Diğer bir fikir ise Teksas merkezli inşaat şirketi ICON’un Lunar Lantern habitat konseptine dahil ettiği, dışarı atılan regolitleri içerecek patlama duvarlarına sahip iniş alanları inşa etmektir.

Ne yazık ki, ay regolitiyle ilgili deneysel araştırmalar çok zordur çünkü ay koşulları Dünya’dakilerden çok farklıdır. Buna düşük yerçekimi (Dünya’nın yaklaşık %16,5’i), vakum ortamı ve aşırı sıcaklık değişimleri dahildir. Bu nedenle araştırmacılar, genellikle bulut kuvvetlerine odaklanan ve parçacık çarpışmalarının rolünü büyük ölçüde göz ardı eden sayısal modellemeye büyük ölçüde güvenmeye zorlanıyorlar. Ancak Sanwar’ın da belirttiği gibi, araştırmaları değerli bilgiler sunuyor ve gelecekteki ay görevlerini planlarken sıklıkla gözden kaçan bu fenomeni dikkate almanın neden önemli olduğunu gösteriyor:

“[However,] Parçacık çarpışmaları üzerine yaptığımız araştırma, bunun regolit yörüngesinin doğru tahmini için dikkate alınması gereken çok önemli bir olgu olduğunu ve bu nedenle dahil edilmesi gerektiğini gösterdi. Bu alanda hala regolit parçacık restitüsyon katsayısı (bir çarpışmada enerji kaybını belirleyen) hakkında bilgi eksikliği, regolit boyut dağılımının etkileri, türbülanslı dumanların etkileri vb. gibi pek çok zorluk var.”

“Gelecekte bu belirsizliklerin bir kısmını açıklığa kavuşturmayı ve Artemis’in Ay’a daha güvenli inişleri için daha kapsamlı bir Ay PSI modeline katkıda bulunmayı umuyoruz.”

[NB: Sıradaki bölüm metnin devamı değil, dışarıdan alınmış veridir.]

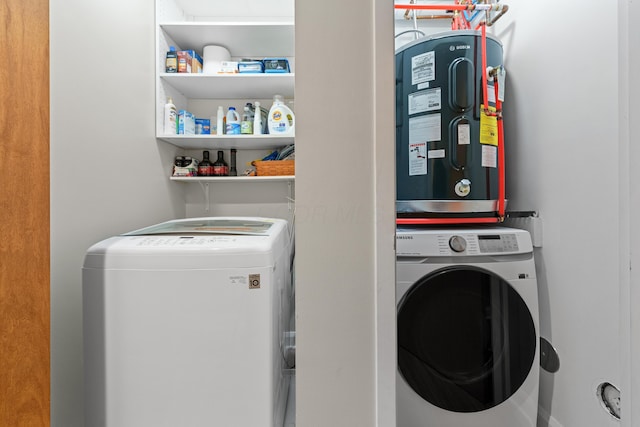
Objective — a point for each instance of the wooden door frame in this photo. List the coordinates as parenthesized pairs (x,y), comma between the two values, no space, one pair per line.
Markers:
(24,214)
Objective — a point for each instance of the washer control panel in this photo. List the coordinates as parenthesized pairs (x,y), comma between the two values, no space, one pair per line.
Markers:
(493,243)
(482,243)
(433,242)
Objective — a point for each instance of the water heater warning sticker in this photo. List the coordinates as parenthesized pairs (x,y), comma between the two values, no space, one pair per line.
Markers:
(488,127)
(425,100)
(489,156)
(425,128)
(418,159)
(423,68)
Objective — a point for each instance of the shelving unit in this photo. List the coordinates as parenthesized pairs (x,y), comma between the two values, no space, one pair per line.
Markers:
(244,179)
(227,142)
(255,38)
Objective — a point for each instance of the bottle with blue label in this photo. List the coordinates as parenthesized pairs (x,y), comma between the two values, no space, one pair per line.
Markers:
(233,122)
(281,119)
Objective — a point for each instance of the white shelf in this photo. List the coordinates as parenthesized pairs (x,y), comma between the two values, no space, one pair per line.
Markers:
(226,142)
(219,86)
(243,39)
(252,179)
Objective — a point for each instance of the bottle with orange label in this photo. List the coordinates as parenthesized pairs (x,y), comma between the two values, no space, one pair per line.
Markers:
(220,166)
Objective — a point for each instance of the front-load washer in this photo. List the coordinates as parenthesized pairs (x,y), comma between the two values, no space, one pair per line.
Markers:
(184,324)
(467,328)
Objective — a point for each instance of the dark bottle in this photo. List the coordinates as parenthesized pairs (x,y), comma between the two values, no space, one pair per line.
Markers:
(220,167)
(232,169)
(205,167)
(171,63)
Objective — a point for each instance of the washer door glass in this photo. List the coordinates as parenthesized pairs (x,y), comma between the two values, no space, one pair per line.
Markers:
(466,339)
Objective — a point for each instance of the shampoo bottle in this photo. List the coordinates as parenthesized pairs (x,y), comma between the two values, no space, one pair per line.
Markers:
(281,118)
(170,118)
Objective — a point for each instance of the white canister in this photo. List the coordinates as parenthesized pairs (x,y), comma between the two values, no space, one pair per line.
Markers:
(212,57)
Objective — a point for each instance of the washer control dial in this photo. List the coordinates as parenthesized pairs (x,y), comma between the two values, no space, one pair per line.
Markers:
(457,243)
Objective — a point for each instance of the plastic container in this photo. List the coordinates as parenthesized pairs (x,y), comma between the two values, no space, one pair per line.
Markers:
(281,118)
(233,122)
(170,118)
(246,126)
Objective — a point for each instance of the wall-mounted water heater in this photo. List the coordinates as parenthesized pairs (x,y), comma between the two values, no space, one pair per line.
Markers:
(447,137)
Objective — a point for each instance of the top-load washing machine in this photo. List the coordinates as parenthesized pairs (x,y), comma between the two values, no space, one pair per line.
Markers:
(184,324)
(467,328)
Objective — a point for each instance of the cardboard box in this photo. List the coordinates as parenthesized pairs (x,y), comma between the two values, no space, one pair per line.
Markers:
(186,123)
(203,126)
(184,61)
(196,62)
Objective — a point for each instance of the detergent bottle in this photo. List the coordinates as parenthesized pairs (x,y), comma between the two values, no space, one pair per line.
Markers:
(281,119)
(233,122)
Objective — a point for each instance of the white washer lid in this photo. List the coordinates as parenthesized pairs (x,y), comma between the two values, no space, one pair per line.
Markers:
(197,243)
(210,225)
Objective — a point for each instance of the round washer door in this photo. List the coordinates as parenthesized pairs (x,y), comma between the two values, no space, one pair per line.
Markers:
(466,339)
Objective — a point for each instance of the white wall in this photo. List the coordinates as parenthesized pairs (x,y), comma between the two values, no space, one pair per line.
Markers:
(345,214)
(108,173)
(561,121)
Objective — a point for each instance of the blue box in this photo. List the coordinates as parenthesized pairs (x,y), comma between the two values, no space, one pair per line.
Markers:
(276,65)
(250,67)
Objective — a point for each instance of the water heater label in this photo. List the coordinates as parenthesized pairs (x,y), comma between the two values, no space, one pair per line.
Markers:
(488,127)
(418,159)
(464,134)
(425,100)
(425,128)
(436,154)
(423,68)
(489,156)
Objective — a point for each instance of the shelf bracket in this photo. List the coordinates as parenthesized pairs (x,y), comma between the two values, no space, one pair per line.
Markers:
(205,190)
(290,199)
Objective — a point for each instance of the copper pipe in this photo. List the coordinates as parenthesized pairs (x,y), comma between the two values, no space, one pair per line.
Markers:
(504,10)
(434,17)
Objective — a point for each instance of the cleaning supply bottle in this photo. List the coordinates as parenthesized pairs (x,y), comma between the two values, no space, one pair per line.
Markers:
(220,121)
(171,63)
(257,120)
(233,122)
(246,125)
(281,118)
(170,118)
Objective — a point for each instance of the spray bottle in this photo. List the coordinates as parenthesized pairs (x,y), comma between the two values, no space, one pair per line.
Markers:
(170,118)
(281,118)
(257,120)
(220,121)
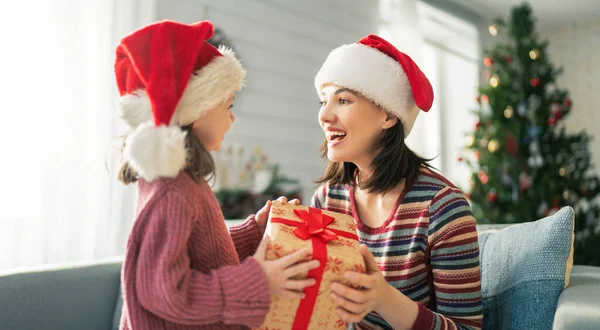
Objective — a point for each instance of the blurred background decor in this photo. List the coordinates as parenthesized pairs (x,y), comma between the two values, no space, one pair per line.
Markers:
(525,164)
(243,183)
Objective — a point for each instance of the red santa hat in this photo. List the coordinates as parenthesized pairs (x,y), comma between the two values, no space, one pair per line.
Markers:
(168,75)
(381,73)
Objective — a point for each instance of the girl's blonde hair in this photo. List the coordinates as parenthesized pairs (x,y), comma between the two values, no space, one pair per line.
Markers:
(199,163)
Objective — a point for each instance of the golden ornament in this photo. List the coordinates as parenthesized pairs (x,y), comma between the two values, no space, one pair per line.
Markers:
(483,143)
(494,81)
(493,146)
(562,171)
(469,140)
(509,112)
(534,54)
(493,30)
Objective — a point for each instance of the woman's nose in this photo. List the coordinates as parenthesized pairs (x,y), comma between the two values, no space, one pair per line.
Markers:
(326,114)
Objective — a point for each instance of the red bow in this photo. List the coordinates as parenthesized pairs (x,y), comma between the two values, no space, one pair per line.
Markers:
(314,225)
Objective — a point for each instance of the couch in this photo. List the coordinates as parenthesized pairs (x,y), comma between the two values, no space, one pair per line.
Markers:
(87,296)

Bulgular şu adreste yayınlanıyor: Acta Astronautica.

Daha fazla bilgi:
Shah Akib Sarwar ve diğerleri, Roket dumanlarının altından fırlatılan ay toprağı parçacıkları üzerindeki çarpışma etkilerini araştırmak, Acta Astronautica (2024). DOI: 10.1016/j.actaastro.2024.02.014

Universe Today tarafından sağlanmıştır


Alıntı: Yeni çalışma, ay görevlerinin ay tozunu nasıl artıracağını ele alıyor (2024, 4 Mart) 5 Mart 2024 tarihinde https://phys.org/news/2024-03-lunar-missions-moondust.html adresinden alındı

Bu belge telif haklarına tabidir. Özel çalışma veya araştırma amacıyla yapılan her türlü adil işlem dışında, yazılı izin alınmadan hiçbir kısmı çoğaltılamaz. İçerik yalnızca bilgilendirme amaçlı sağlanmıştır.